De producirse una investidura vía telemática como preveía el ex president, Torrent no ha sabido responder cómo se llevaría a cabo la toma de posesión, tampoco en qué consisten esas garantías que tanto repite, sólo que «es el único candidato» y que «hay que buscar una solución política» a este bloqueo.

No ha querido confirmar si el plan para la investidura pasa por saltarse la resolución del Constitucional, pero sí ha señalado que como presidente de la Cámara catalana está dispuesto a «defender hasta las últimas consecuencias los derechos de Puigdemont». «Un presidente de la Generalitat no lo decide un tribunal ni un partido a 600 kilómetros», ha añadido.

Torrent no ha hablado directamente con él en los últimos días. El lunes el ex president le envió una carta solicitando las garantías mencionadas y durante la última semana han tenido contacto sólo a través de otras personas, no directo.

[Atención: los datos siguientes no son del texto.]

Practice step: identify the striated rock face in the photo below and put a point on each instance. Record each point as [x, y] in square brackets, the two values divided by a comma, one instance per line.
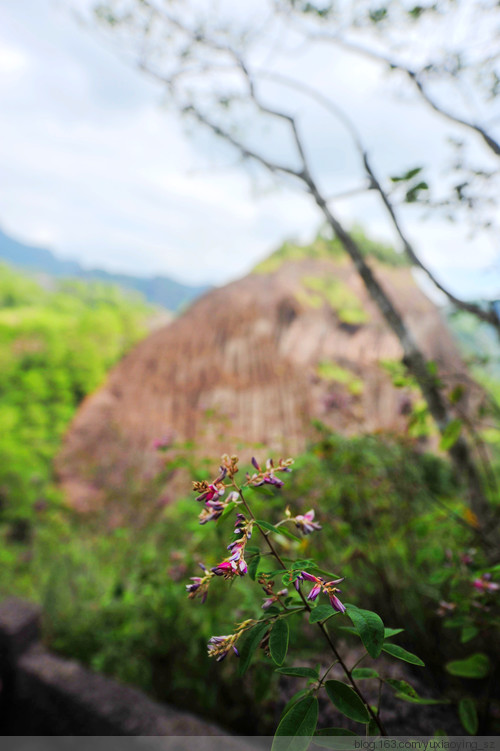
[253, 362]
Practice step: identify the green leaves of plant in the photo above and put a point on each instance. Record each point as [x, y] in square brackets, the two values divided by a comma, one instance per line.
[468, 633]
[297, 726]
[278, 641]
[361, 674]
[475, 666]
[370, 628]
[299, 672]
[388, 632]
[249, 644]
[321, 613]
[404, 691]
[402, 654]
[347, 701]
[450, 434]
[468, 715]
[253, 566]
[339, 739]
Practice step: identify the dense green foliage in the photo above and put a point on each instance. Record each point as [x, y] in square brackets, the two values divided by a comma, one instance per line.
[394, 524]
[324, 247]
[56, 345]
[115, 598]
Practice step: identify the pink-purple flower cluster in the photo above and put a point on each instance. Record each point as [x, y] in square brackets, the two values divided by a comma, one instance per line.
[267, 476]
[214, 509]
[236, 565]
[328, 588]
[200, 584]
[305, 522]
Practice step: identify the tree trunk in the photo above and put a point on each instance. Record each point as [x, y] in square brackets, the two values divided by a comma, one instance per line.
[416, 363]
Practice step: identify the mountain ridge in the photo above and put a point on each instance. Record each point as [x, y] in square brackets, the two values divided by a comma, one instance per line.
[254, 362]
[159, 290]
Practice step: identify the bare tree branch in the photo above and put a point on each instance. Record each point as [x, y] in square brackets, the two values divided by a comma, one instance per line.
[416, 79]
[488, 316]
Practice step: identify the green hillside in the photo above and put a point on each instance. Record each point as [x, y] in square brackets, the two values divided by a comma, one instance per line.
[55, 348]
[323, 247]
[158, 290]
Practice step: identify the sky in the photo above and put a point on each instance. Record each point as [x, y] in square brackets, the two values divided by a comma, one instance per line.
[95, 167]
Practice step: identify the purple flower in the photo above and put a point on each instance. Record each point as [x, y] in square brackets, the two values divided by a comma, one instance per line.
[219, 646]
[213, 490]
[305, 522]
[328, 588]
[200, 584]
[236, 565]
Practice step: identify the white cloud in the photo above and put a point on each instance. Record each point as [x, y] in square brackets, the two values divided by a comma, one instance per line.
[93, 167]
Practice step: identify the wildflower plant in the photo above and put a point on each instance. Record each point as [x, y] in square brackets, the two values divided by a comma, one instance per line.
[470, 604]
[304, 591]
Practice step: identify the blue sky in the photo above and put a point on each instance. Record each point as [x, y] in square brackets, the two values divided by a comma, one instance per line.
[95, 167]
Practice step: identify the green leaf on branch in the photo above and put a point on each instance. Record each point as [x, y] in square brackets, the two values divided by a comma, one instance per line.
[475, 666]
[321, 613]
[349, 630]
[253, 565]
[450, 434]
[299, 672]
[468, 715]
[404, 691]
[250, 644]
[468, 633]
[402, 654]
[347, 701]
[402, 687]
[363, 674]
[370, 628]
[295, 698]
[297, 726]
[339, 739]
[278, 641]
[407, 175]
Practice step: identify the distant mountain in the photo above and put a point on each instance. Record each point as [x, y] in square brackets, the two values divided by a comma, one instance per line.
[160, 290]
[254, 362]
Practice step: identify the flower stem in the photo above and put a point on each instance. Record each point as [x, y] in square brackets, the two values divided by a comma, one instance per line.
[320, 625]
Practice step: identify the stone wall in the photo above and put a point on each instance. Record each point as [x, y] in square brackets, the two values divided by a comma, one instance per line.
[46, 695]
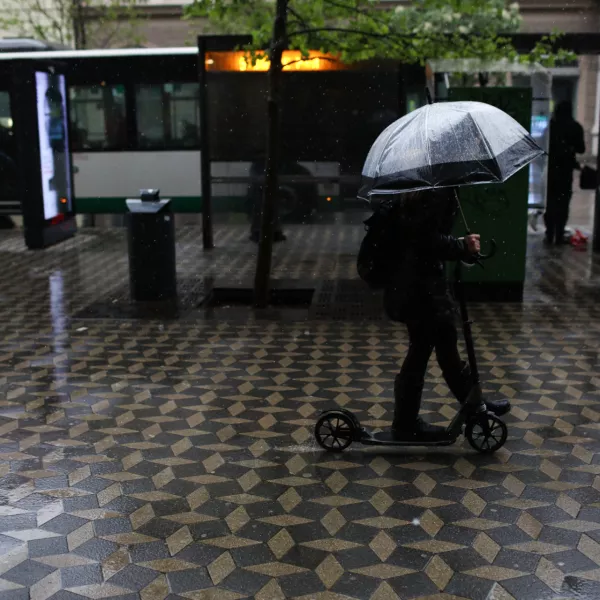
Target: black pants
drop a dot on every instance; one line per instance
(425, 335)
(557, 210)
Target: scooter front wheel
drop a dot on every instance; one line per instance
(486, 433)
(334, 431)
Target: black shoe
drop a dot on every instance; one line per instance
(498, 407)
(420, 432)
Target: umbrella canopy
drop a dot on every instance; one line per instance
(446, 145)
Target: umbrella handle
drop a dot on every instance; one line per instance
(428, 95)
(479, 257)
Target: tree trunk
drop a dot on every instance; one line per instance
(267, 223)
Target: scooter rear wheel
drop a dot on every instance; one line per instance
(334, 431)
(486, 433)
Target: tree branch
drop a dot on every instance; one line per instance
(355, 9)
(340, 30)
(298, 16)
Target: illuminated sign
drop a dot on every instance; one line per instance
(292, 60)
(51, 102)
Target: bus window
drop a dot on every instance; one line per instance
(167, 116)
(98, 118)
(8, 168)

Precisamente el martes, día en que se debía celebrar el pleno de investidura, el republicano intentó avisar a Puigdemont del aplazamiento antes de anunciarlo en los medios de comunicación, pero entonces tampoco hablaron.

Esa decisión desató una bronca entre ERC y JxCat, ya que el partido de Puigdemont insistía en la necesidad de celebrar ese día la investidura. Tampoco gustó al propio candidato, pero Torrent no ha querido admitir el enfado: «Coincidimos en que la investidura debía tener garantías». Para ello, escribió una carta al presidente del Gobierno sin obtener respuesta, como ha denunciado.

Torrent ha vuelto a señalar que continuará el legado de su antecesora en el cargo, Carme Forcadell, que permitía «que se pudiera hablar de todo» en la Cámara. En este sentido, ha recordado que el líder de su partido se encuentra en prisión por «escuchar la voluntad de los catalanes».

El procès no ha muerto

El presidente del Parlament no ha querido valorar los mensajes de Puigdemont a Comín por tratarse de algo «privado», pero asegura que el procès no ha muerto y así lo han dicho las urnas el 21-D, ha justificado, en la que el bloque independentista ganó en escaños, que no en votos.